The city’s now working on updating its land-use plan to evaluate challenges arising from expansion. Infrastructure, transportation and mobility are issues. “As we have more people and development, sometimes that can outpace infrastructure updates,” says Lisa Kocich-Meyer, director of planning. “We don’t have any public transit, but in some limited cases, we have pedestrian connectivity. Getting people in and around the area has been a challenge. A couple of years ago, we did a pilot program for a local shuttle circulator during the holiday season. But it wasn’t well used because we have an abundance of parking, and it’s free. We’re still trying to figure that issue out. Here in Texas, people are still tied to their cars.”

Preserving history is a big draw

About a half-hour south of Nashville lands you in Franklin, Tenn., a city that’s worked diligently to preserve its historic center while attracting corporations like Nissan and Healthways. That may be why from 2000-2010, Franklin grew 49 percent, bringing its population to 66,000. It also grew at a 10-percent pace from 20102013, when the Census counted nearly 70,000 residents.

Much of the growth can be attributed to the work of the Heritage Foundation of Franklin and Williamson County, a historic preservation group that has focused on renewing the use for many of the downtown’s historic buildings. It raised $8 million to create a 300-seat, multi-use venue in the historic Franklin Theater, which opened in 2011 and features live music, theater productions and movies.
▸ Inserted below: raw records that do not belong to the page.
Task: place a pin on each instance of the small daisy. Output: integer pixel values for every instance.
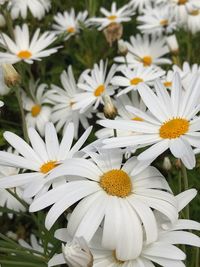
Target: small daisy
(95, 83)
(63, 99)
(122, 14)
(118, 194)
(38, 113)
(69, 23)
(39, 159)
(134, 77)
(24, 49)
(148, 50)
(38, 8)
(157, 20)
(171, 122)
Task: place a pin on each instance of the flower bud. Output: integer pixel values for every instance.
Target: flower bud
(110, 111)
(77, 253)
(11, 76)
(173, 44)
(167, 164)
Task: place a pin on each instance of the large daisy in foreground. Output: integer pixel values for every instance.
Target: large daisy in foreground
(39, 159)
(24, 49)
(120, 196)
(172, 122)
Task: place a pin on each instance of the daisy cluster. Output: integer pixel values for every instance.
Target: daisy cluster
(87, 149)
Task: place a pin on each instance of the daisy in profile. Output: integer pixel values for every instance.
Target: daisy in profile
(132, 78)
(94, 84)
(69, 23)
(22, 48)
(38, 112)
(148, 50)
(39, 158)
(122, 14)
(157, 20)
(38, 8)
(63, 99)
(172, 122)
(111, 192)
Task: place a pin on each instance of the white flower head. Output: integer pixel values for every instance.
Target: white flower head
(148, 50)
(172, 122)
(111, 192)
(39, 158)
(63, 101)
(69, 23)
(122, 14)
(38, 8)
(94, 84)
(22, 48)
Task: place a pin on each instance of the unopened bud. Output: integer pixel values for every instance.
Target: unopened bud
(167, 164)
(11, 76)
(122, 47)
(110, 111)
(113, 32)
(77, 253)
(173, 44)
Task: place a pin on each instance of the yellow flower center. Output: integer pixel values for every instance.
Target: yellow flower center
(35, 110)
(112, 17)
(71, 29)
(99, 90)
(182, 2)
(137, 119)
(136, 81)
(147, 61)
(24, 54)
(174, 128)
(116, 183)
(48, 166)
(167, 84)
(164, 22)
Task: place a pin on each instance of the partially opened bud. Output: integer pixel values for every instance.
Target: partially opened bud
(77, 253)
(11, 76)
(109, 109)
(173, 44)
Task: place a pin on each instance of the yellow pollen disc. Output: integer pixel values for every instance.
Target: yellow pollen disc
(24, 54)
(71, 30)
(116, 259)
(112, 17)
(136, 81)
(35, 110)
(147, 61)
(182, 2)
(137, 119)
(116, 183)
(164, 22)
(167, 84)
(99, 90)
(47, 167)
(174, 128)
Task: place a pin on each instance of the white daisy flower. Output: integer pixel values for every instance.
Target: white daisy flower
(146, 50)
(171, 123)
(38, 112)
(111, 192)
(134, 77)
(122, 14)
(24, 49)
(140, 4)
(38, 8)
(69, 23)
(157, 20)
(39, 159)
(63, 98)
(95, 83)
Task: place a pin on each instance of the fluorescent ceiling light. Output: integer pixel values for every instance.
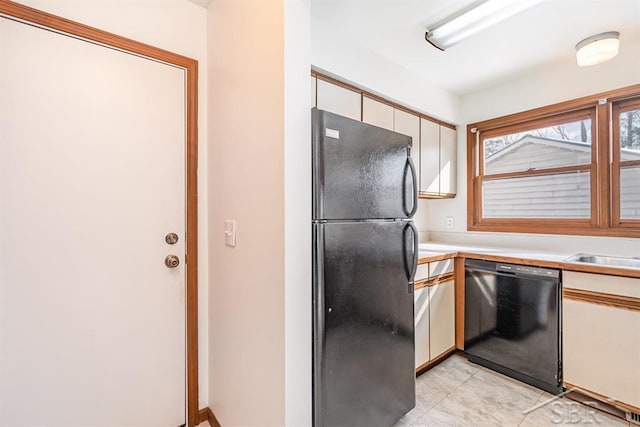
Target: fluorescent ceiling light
(478, 16)
(597, 49)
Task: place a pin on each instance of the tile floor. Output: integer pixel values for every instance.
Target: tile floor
(460, 393)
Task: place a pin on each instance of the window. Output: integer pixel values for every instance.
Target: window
(569, 168)
(626, 161)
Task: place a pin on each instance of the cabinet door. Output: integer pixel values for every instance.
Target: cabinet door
(429, 157)
(339, 100)
(314, 81)
(377, 113)
(409, 124)
(421, 312)
(448, 160)
(601, 349)
(442, 319)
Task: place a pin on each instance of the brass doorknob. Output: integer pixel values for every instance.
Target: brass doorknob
(172, 261)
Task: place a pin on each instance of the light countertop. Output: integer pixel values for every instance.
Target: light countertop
(433, 251)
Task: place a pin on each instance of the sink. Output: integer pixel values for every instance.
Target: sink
(606, 260)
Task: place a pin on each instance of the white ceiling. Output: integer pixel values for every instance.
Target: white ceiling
(538, 37)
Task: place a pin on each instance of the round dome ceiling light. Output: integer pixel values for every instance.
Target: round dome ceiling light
(597, 49)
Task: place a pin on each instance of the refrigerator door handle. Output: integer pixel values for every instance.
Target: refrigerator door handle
(411, 253)
(410, 167)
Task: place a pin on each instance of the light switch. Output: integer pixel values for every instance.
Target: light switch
(230, 233)
(449, 223)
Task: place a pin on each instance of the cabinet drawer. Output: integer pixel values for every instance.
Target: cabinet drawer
(422, 272)
(440, 268)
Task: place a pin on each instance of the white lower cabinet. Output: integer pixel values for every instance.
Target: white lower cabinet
(442, 318)
(601, 341)
(434, 321)
(421, 311)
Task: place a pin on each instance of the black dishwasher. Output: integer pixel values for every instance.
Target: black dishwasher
(512, 321)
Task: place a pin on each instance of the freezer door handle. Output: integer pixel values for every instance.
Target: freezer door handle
(410, 168)
(410, 249)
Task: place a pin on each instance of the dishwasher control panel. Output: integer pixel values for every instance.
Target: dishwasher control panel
(529, 270)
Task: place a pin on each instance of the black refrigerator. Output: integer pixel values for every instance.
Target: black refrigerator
(365, 250)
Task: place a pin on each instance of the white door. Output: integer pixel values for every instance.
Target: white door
(92, 178)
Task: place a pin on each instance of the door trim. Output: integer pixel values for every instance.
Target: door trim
(42, 19)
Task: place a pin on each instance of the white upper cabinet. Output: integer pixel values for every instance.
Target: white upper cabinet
(339, 100)
(448, 161)
(438, 160)
(429, 157)
(377, 113)
(434, 151)
(409, 124)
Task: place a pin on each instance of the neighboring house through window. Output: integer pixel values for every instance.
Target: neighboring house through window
(570, 168)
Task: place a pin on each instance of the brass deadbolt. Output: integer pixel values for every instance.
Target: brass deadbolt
(172, 261)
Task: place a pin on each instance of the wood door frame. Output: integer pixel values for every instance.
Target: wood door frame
(61, 25)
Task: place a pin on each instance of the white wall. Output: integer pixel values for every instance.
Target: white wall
(336, 55)
(257, 153)
(297, 215)
(548, 85)
(177, 26)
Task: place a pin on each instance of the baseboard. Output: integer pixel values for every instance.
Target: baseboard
(206, 414)
(436, 361)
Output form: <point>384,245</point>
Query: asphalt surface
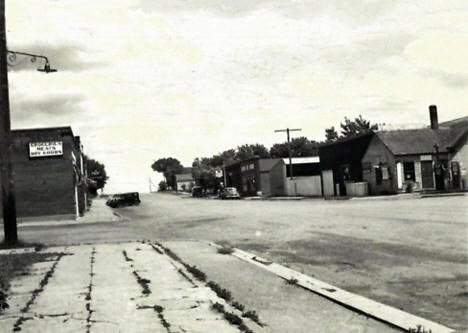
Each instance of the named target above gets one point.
<point>411,254</point>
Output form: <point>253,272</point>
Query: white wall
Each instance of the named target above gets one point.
<point>304,186</point>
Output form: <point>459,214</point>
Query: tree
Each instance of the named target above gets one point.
<point>300,147</point>
<point>96,171</point>
<point>169,167</point>
<point>331,134</point>
<point>162,186</point>
<point>357,126</point>
<point>250,150</point>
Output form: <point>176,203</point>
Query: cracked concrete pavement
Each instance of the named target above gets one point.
<point>126,287</point>
<point>142,287</point>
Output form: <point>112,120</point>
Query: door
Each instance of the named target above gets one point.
<point>456,175</point>
<point>328,186</point>
<point>439,176</point>
<point>427,174</point>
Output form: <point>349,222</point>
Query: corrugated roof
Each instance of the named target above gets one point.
<point>418,141</point>
<point>302,160</point>
<point>266,164</point>
<point>184,177</point>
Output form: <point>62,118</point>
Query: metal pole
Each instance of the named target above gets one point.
<point>287,130</point>
<point>7,184</point>
<point>289,153</point>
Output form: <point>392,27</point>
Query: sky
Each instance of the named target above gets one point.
<point>140,80</point>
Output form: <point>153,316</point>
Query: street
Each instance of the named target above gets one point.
<point>410,253</point>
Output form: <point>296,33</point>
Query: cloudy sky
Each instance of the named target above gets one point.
<point>142,79</point>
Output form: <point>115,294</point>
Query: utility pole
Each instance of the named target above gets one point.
<point>7,184</point>
<point>287,130</point>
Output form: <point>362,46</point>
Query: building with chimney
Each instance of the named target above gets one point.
<point>429,159</point>
<point>49,174</point>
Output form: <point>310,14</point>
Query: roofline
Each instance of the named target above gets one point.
<point>458,138</point>
<point>347,139</point>
<point>453,120</point>
<point>44,129</point>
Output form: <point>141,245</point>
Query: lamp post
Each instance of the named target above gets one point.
<point>6,174</point>
<point>8,193</point>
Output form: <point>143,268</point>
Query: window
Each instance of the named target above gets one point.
<point>378,175</point>
<point>408,171</point>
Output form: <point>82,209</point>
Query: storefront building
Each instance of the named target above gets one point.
<point>48,172</point>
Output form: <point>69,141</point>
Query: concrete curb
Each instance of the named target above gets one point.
<point>379,311</point>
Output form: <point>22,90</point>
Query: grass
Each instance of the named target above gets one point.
<point>21,245</point>
<point>225,250</point>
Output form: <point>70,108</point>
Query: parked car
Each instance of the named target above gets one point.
<point>197,191</point>
<point>229,193</point>
<point>124,199</point>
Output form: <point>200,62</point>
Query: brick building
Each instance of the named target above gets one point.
<point>48,173</point>
<point>257,176</point>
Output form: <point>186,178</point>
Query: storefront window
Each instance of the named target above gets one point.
<point>408,171</point>
<point>378,175</point>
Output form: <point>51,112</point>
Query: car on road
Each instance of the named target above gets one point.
<point>229,193</point>
<point>124,199</point>
<point>197,192</point>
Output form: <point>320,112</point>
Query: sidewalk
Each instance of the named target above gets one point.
<point>175,287</point>
<point>98,212</point>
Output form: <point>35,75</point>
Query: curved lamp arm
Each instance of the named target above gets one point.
<point>12,57</point>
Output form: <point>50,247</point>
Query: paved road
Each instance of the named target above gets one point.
<point>138,287</point>
<point>411,254</point>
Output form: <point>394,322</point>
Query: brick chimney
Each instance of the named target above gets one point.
<point>433,116</point>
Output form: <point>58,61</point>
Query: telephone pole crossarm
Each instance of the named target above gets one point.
<point>287,130</point>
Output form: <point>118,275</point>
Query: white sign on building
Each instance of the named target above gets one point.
<point>47,148</point>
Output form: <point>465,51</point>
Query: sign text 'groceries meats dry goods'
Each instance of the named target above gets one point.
<point>49,148</point>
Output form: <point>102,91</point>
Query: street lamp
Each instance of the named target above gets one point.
<point>12,57</point>
<point>6,174</point>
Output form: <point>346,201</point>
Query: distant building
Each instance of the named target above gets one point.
<point>269,177</point>
<point>48,173</point>
<point>434,158</point>
<point>184,182</point>
<point>306,176</point>
<point>257,177</point>
<point>341,163</point>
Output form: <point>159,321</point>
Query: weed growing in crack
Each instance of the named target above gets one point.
<point>156,249</point>
<point>252,315</point>
<point>221,292</point>
<point>198,274</point>
<point>3,302</point>
<point>181,272</point>
<point>39,247</point>
<point>238,306</point>
<point>218,307</point>
<point>44,281</point>
<point>225,250</point>
<point>143,283</point>
<point>232,318</point>
<point>90,290</point>
<point>291,281</point>
<point>126,256</point>
<point>419,329</point>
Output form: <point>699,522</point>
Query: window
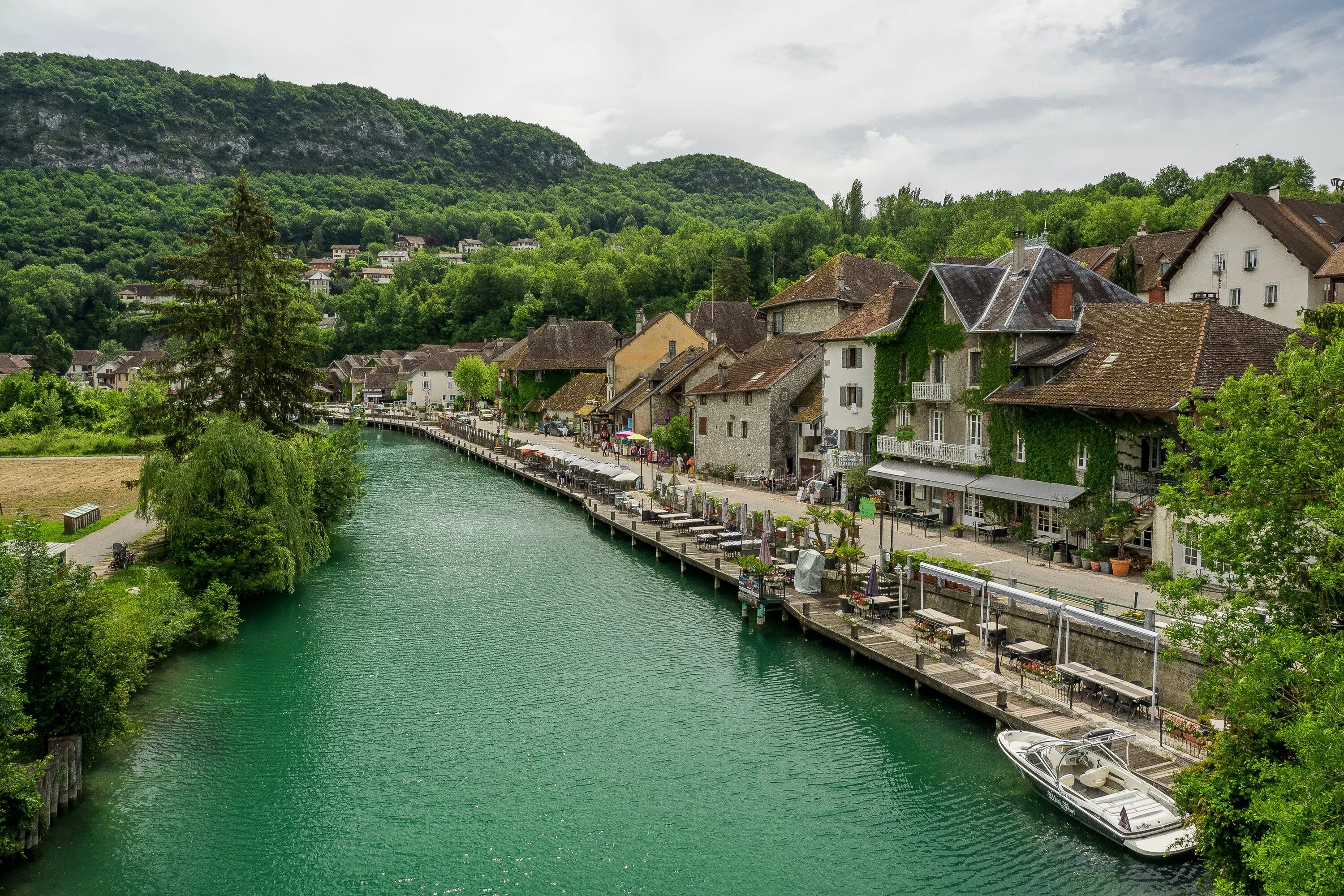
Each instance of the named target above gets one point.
<point>1047,521</point>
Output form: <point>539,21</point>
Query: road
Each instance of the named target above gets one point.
<point>97,547</point>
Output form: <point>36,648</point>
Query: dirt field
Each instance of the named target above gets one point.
<point>46,489</point>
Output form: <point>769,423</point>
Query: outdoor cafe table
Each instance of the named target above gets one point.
<point>1027,649</point>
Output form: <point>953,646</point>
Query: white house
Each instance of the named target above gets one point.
<point>1260,254</point>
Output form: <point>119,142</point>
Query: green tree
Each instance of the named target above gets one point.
<point>732,281</point>
<point>1258,492</point>
<point>52,353</point>
<point>675,436</point>
<point>472,378</point>
<point>245,328</point>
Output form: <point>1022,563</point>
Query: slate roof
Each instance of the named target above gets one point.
<point>564,346</point>
<point>734,324</point>
<point>995,300</point>
<point>1098,258</point>
<point>1160,354</point>
<point>1292,222</point>
<point>808,402</point>
<point>847,279</point>
<point>1150,252</point>
<point>1334,265</point>
<point>886,308</point>
<point>761,367</point>
<point>574,394</point>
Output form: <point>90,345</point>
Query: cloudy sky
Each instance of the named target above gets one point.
<point>951,96</point>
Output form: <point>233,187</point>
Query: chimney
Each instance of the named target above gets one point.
<point>1062,300</point>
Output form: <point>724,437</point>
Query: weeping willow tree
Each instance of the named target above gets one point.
<point>240,509</point>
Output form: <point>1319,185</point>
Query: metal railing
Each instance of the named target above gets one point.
<point>930,392</point>
<point>944,452</point>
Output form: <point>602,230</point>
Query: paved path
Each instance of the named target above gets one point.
<point>1006,560</point>
<point>97,547</point>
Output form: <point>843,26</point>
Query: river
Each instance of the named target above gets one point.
<point>480,694</point>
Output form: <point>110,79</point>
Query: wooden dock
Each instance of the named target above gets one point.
<point>967,683</point>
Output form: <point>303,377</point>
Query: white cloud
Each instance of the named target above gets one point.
<point>955,96</point>
<point>670,144</point>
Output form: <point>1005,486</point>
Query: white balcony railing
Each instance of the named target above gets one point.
<point>932,392</point>
<point>943,452</point>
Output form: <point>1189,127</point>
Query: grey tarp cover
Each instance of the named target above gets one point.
<point>807,578</point>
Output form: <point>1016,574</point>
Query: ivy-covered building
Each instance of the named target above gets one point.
<point>956,343</point>
<point>1101,406</point>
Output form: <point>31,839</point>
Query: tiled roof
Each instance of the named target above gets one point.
<point>733,324</point>
<point>1152,249</point>
<point>885,308</point>
<point>995,300</point>
<point>564,346</point>
<point>1147,358</point>
<point>849,279</point>
<point>808,402</point>
<point>1292,222</point>
<point>574,394</point>
<point>1334,265</point>
<point>758,369</point>
<point>1098,258</point>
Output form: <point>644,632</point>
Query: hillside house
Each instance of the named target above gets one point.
<point>741,414</point>
<point>1260,254</point>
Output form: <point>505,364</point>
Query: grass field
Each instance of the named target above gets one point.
<point>47,488</point>
<point>76,444</point>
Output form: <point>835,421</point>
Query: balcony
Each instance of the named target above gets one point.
<point>940,452</point>
<point>932,392</point>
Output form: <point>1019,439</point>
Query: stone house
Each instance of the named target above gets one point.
<point>1117,383</point>
<point>741,414</point>
<point>1260,254</point>
<point>955,345</point>
<point>828,295</point>
<point>847,379</point>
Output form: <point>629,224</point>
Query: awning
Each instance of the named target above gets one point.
<point>1029,491</point>
<point>940,477</point>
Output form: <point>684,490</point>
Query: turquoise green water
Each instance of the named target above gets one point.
<point>480,694</point>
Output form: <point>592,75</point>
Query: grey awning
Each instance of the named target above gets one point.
<point>1030,491</point>
<point>941,477</point>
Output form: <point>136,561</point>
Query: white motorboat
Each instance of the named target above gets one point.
<point>1089,782</point>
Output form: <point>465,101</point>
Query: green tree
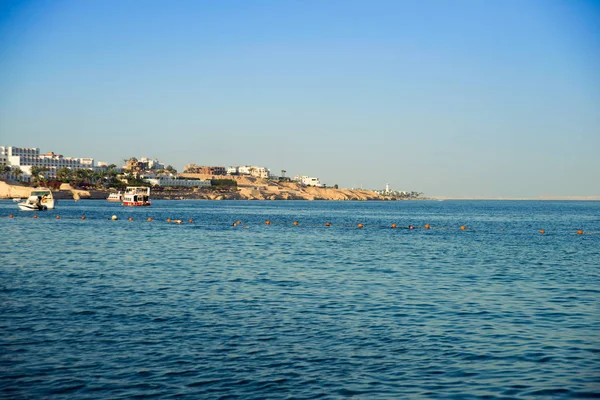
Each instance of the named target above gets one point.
<point>18,172</point>
<point>64,174</point>
<point>5,171</point>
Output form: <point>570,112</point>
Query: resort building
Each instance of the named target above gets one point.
<point>199,169</point>
<point>250,170</point>
<point>26,158</point>
<point>308,181</point>
<point>173,181</point>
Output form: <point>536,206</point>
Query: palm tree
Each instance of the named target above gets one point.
<point>17,172</point>
<point>6,171</point>
<point>64,174</point>
<point>35,174</point>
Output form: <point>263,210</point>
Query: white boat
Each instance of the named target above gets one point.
<point>136,196</point>
<point>115,196</point>
<point>38,200</point>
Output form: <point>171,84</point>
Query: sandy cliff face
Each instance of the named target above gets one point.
<point>250,188</point>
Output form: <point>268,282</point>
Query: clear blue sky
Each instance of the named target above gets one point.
<point>457,98</point>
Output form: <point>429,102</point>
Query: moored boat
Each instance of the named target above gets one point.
<point>38,200</point>
<point>115,196</point>
<point>136,196</point>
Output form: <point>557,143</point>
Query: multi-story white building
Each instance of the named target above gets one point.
<point>308,180</point>
<point>252,170</point>
<point>178,182</point>
<point>26,158</point>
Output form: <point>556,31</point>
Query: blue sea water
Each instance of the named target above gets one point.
<point>97,308</point>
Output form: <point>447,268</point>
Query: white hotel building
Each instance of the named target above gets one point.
<point>26,158</point>
<point>178,182</point>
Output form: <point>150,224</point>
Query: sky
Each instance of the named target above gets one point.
<point>448,98</point>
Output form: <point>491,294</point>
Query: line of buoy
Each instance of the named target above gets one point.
<point>296,223</point>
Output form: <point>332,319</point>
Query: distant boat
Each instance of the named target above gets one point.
<point>136,196</point>
<point>38,200</point>
<point>115,196</point>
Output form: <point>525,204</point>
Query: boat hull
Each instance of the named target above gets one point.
<point>31,207</point>
<point>136,203</point>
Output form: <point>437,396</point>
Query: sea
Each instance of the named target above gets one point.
<point>233,300</point>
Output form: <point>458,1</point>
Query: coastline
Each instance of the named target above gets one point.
<point>247,189</point>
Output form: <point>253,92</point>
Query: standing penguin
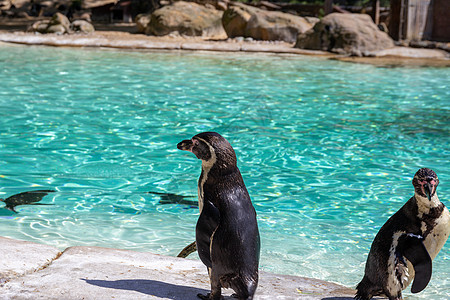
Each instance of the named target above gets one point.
<point>227,233</point>
<point>407,243</point>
The entire downtown encompasses a 16-block National Register district, and its Main Street claims more than 150 buildings on the National Register. The district is filled with a mix of businesses ranging from restaurants and antique shops to artists’ studios.

“The preservation community worked with the business folks to redevelop the entire downtown Main Street area,” says Mayor Ken Moore, “which involved undergrounding utilities, upgrading infrastructure, and for many of them upgrading the facades on their businesses. Now it’s a place that people love to walk, have a cup of coffee, have lunch, and also we’d like them to go

in and spend a little money.” Next up for the foundation: The Old Old Jail. In 2013, the foundation purchased the historic art-deco building from the city for $25,000 — an amount donated by FirstBank. Renovations are underway to transform it into office space that will serve as the foundation’s headquarters.

G.M. Filisko is an attorney and freelance writer who writes frequently on real estate, business and legal issues. Ms. Filisko served as an editor at NAR’s REALTOR© Magazine for 10 years.